Sunday, May 30, 2004

Improving Budget Execution (Geocities Rescue)

The biggest difference between budgeting between the public and private sectors is the lack of a bottom line in government. This deprives public managers of a tool which private sector managers find essential. The lack of a profit motive takes away a serious incentive to cut costs. A further disincentive to cost cutting is the likelihood of budget cuts resulting from cost savings. Agencies need an incentive to cut spending that they currently do not have. Recent administrations have proposed adding fifty percent of the operations (administrative) budget returned in a fiscal year to the appropriation of the next fiscal year. I favor this approach and offer the following methodology.

As part of either the authorization or the appropriations process, Congress sets mission output goals for each agency. The Air Force uses flying hours, Social Security use benefits paid, etc. Next, agencies categorize their costs into three categories: mission related, mission support, and administrative support. This categorization is reviewed and approved by both the Office of Management and Budget and the General Accounting Office. As part of this process the agency amends its accounting system at the sub-program level, designating activities using the three categories above. If a budget activity is mixed between categories it is broken down into the needed number of activities. For example, the Department of the Air Force budgets at the Program Element level. This is the level that receives Congressional and Headquarters attention. Each Major Command breaks its Program Elements into Budget Program Activity Codes. Separate codes exist for research and development, payroll, and support. Each of these is definable into one of the three categories. If an overlapping code is found it is split in two by the Department.

Managers who save costs are encouraged to give some of this money back to the Treasury. Some of this money is reprogrammed to mission, or mission support, functions. Managerial financial performance are judged by how much is given back to the Treasury and transferred to mission activities. However, as in the private sector, false economies are discouraged by the emphasis on outcome measures.
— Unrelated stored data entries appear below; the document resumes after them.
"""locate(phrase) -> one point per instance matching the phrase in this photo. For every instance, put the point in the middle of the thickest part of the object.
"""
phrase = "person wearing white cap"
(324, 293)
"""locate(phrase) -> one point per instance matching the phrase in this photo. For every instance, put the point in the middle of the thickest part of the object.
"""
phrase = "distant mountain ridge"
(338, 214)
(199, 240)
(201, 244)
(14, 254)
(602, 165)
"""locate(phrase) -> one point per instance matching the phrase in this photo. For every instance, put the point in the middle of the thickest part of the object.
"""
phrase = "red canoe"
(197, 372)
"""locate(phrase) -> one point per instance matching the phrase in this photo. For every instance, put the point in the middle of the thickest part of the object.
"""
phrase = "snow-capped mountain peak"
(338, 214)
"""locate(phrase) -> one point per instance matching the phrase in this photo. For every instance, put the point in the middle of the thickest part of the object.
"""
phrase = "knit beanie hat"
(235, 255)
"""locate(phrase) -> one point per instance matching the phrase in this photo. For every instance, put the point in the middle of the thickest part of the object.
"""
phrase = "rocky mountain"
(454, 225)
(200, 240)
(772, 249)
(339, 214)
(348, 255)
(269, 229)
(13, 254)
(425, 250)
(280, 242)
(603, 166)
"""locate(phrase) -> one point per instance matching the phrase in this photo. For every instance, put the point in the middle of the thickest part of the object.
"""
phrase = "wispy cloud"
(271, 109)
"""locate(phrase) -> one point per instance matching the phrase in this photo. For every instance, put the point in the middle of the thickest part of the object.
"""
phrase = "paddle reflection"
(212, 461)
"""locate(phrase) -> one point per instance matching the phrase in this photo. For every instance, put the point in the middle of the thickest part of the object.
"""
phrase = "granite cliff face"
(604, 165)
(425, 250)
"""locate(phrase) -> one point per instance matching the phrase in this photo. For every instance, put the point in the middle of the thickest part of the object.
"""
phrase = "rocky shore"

At the end of the fiscal period each agency (or Major Command) compares its results. Agencies summarize mission, mission support, and administrative support costs at the program level, sub-agency level, agency level, et cetera. Each agency also assesses mission output performance. Mission support costs are multiplied by the performance factor. The product is added to the direct mission figure. The mission spending is then divided by total spending, yielding the efficiency ratio. This calculation is done at all levels. This gives agencies an incentive to fully meet their operational goals, budget for items that improve performance and cut costs that serve no operational purpose.

Agencies use the efficiency ratio to justify increased spending authority. An agency that improves over time, or has an impressive efficiency ratio gets more money than those who are less efficient. This allocation scheme is useful at all levels, from programmatic through departmental. It is even useful to rank departments in terms of efficiency for preparation of the President's Budget Proposal. Efficiency ratios are subject to audit by the General Accounting Office, with severe penalties promulgated in cases of fraud.

Each agency reports on their efficiency ratios at the program level when submitting their detailed Appropriations requests. The Appropriations Committee then uses them for allocation purposes. This provides the answer to the question, "on what basis shall money be allocated to activity A over activity B?" The ability to spend it well.

The enactment of this proposal brings more information to the appropriations process, thus improving budgetary allocation. It will provides agencies and managers with the incentive to save money while maximizing the mission of the agency.